努力性呼気時に働く筋で誤っているのはどれか。
- ⑴ 腹直筋腹圧を高めて横隔膜を押し上げる呼気筋です。記述が正しいため正答にはなりません。
- ⑵ 肋下筋肋骨の内面を走り肋骨を引き下げる呼気の補助筋です。正しい記述なので正答ではありません。
- ⑶ 外肋間筋外肋間筋は肋骨を引き上げて胸郭を広げる吸気筋です。呼気筋に挙げている点が誤りで、これが正答です。
- ⑷ 内腹斜筋腹筋群の一つとして腹圧を高め、努力性呼気に働きます。正しい記述です。
- ⑸ 内肋間筋後部肋骨を引き下げる方向に働く呼気筋です。
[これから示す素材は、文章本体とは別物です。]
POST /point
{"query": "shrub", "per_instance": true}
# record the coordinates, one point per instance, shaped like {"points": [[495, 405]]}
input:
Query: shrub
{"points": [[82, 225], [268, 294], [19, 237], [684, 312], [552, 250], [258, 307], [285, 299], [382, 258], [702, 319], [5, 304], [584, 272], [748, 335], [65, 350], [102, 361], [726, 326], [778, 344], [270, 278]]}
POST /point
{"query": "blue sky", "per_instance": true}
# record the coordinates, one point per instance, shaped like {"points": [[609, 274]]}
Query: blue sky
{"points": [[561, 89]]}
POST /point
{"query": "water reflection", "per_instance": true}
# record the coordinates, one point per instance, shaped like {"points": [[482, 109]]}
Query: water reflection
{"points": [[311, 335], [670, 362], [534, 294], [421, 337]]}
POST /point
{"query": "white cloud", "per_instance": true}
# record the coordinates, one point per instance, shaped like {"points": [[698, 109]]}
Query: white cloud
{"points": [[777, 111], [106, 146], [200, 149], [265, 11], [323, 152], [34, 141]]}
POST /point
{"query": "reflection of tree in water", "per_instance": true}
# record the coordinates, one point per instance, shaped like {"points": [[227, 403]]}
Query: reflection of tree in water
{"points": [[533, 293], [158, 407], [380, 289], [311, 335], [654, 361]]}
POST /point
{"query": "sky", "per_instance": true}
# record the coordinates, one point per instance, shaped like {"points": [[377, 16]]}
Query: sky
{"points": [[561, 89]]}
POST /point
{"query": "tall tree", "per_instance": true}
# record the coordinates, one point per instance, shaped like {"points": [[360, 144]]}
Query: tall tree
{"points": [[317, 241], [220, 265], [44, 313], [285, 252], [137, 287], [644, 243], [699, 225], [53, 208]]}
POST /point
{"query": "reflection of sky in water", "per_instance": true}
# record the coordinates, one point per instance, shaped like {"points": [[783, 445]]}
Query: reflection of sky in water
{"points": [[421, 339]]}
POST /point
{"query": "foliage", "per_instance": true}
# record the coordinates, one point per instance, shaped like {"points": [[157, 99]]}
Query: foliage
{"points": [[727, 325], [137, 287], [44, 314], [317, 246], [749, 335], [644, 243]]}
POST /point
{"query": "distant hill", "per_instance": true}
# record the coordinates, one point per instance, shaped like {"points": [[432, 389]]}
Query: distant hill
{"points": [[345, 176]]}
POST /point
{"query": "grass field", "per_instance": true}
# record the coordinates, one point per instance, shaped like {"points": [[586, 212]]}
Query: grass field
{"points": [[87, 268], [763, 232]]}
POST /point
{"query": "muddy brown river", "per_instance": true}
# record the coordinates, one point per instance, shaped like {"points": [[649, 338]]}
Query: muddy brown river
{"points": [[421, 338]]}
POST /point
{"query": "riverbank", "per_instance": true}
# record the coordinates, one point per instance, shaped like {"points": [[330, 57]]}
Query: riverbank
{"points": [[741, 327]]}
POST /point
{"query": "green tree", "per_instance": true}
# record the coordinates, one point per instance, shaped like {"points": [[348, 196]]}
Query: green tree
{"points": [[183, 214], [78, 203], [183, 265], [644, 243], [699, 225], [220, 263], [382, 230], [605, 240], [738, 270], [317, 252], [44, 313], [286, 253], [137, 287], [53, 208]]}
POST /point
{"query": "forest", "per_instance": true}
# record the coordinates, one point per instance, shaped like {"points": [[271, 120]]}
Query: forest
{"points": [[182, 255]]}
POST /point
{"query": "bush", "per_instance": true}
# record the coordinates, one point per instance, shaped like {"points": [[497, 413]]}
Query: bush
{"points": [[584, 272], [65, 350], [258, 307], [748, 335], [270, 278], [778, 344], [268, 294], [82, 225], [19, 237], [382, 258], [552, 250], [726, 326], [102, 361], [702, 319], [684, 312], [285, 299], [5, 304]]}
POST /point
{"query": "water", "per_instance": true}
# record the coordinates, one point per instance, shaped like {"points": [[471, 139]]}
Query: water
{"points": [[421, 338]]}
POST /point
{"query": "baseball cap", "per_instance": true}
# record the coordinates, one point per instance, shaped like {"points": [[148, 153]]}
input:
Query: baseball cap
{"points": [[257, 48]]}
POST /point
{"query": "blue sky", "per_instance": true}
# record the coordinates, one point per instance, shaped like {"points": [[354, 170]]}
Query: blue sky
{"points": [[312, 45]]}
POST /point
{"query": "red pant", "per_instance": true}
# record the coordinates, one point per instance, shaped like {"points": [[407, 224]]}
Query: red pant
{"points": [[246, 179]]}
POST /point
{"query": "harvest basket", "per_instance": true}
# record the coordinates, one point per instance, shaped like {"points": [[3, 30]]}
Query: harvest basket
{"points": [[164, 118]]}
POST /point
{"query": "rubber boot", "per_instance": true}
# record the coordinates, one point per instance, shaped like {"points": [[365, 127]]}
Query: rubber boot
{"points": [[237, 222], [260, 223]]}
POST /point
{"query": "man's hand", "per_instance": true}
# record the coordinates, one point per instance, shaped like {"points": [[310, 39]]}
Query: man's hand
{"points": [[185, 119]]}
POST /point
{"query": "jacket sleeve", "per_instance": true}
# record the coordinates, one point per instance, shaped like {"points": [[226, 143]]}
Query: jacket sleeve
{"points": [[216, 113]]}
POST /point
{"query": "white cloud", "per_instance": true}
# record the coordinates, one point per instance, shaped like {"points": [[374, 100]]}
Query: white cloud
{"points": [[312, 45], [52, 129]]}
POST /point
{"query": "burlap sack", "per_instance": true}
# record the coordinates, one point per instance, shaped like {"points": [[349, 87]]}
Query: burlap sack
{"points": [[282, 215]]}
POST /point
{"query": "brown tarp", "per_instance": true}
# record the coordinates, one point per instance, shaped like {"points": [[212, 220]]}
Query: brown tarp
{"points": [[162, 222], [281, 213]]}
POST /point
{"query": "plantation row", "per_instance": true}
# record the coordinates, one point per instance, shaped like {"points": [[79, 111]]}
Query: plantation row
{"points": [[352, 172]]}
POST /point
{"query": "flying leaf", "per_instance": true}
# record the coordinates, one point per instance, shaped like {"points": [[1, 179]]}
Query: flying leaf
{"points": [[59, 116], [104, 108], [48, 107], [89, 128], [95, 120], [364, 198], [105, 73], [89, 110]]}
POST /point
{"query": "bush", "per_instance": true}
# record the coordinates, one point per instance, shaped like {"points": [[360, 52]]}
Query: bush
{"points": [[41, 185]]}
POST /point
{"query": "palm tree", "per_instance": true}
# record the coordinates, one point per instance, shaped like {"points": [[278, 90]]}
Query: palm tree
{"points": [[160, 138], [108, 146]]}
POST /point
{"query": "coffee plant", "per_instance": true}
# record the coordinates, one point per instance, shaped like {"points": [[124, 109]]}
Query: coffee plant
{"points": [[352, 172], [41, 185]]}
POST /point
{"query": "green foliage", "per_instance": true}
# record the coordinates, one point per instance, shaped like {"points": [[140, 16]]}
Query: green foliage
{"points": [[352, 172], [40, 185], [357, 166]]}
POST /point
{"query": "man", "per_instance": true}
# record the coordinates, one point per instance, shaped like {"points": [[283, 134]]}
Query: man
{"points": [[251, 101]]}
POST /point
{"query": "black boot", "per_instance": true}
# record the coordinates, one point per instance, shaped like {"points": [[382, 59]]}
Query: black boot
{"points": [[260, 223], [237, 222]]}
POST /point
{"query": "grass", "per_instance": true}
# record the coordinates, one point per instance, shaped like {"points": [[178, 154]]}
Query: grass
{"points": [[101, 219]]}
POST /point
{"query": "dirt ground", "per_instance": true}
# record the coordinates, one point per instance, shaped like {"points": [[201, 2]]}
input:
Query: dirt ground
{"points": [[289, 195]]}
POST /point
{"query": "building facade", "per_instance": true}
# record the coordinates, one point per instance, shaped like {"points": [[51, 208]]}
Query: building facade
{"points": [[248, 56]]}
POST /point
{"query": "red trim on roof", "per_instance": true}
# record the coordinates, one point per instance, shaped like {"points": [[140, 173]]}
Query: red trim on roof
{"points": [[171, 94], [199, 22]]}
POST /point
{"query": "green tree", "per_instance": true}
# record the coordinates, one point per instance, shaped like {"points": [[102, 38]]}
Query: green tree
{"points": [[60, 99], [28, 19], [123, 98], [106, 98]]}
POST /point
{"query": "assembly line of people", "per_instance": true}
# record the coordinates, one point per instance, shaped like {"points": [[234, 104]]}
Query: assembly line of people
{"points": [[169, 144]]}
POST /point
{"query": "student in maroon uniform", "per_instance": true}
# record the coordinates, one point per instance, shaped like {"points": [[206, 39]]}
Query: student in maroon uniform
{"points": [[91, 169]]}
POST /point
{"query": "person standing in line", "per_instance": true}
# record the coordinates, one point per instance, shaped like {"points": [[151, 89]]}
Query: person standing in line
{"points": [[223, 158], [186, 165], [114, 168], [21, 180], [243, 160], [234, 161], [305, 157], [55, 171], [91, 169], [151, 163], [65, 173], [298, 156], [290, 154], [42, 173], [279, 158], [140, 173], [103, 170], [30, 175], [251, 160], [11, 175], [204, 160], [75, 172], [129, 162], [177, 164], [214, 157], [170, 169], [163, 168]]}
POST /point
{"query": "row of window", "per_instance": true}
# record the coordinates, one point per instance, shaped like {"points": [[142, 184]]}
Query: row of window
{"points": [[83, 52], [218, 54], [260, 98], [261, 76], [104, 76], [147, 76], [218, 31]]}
正しい記述なので正答になりません。
解説
誤っているのは外肋間筋です。外肋間筋は肋骨を引き上げて胸郭を広げる筋であり、呼気ではなく吸気に働きます。努力性の呼気では腹直筋や内腹斜筋、外腹斜筋、腹横筋といった腹筋群が収縮して腹圧を高め、横隔膜を押し上げます。あわせて肋骨を引き下げる内肋間筋の後部や肋下筋も働きます。安静時の呼気は肺と胸郭の弾性による受動的な現象ですが、努力性の呼気ではこれらの筋が能動的に関与します。本問は誤りを選ぶ形式なので、呼気筋である他の選択肢は正答になりません。